Vitamin C - reduces the amount of B12 available for serum and body stores
Pau d'arco - may reduce effectiveness of vitamin K
Calcitriol - can increase absorption of magnesium and calcium to dangerous levels
Digoxin - can decrease blood levels of magnesium
Doxycycline - can decrease the effectiveness of iron supplementation
Calcium absorption may be reduced by: atenolol, cefpodoxime (Simplicef), ciprofloxacin, enrofloxacin (Baytril), doxycycline, ketaconazole, itraconazole, sucralfate, tetracycline.
Magnesium supplementation may reduce the effectiveness of: allopurinol, azithromycin, cefpodoxime (Simplicef), cimetidine (Tagamet), ciprofloxacin, doxycycline, gabapentin, iron, itraconazole, thyroid hormone (thyroxine), misoprostol, penicillamine, sotalol, sucralfate, tetracycline
Zinc - decreases iron and copper absorption, and decreases the effectiveness of ciprofloxacin
Iron supplementation can decrease the effectiveness of: ciprofloxacin, doxycycline, penicillamine.

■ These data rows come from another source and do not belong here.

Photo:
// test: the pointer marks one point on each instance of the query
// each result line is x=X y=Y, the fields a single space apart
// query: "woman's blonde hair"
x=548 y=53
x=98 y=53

Complete and balanced pet foods do contain supplemented vitamins and minerals, and these levels are probably not causing drug interactions. The question to be asked, and that we have no answer for that I know of, is whether therapy using these drugs interacts with these 'adequate' nutrient levels, rendering them inadequate. We do know that some sick animals have lower levels of certain nutrients in their blood than healthy ones – for instance, cats with kidney disease have lower levels of Vitamin E and cats with diabetes lower levels of magnesium. Another reason why nutrition, and often a veterinary nutritionist, should be involved when your pet has a chronic illness.
Yetley EA. Multivitamin and multimineral dietary supplements: definitions, characterization, bioavailability, and drug interactions. Am J Clin Nutr. 2007 Jan;85(1):269S-276S.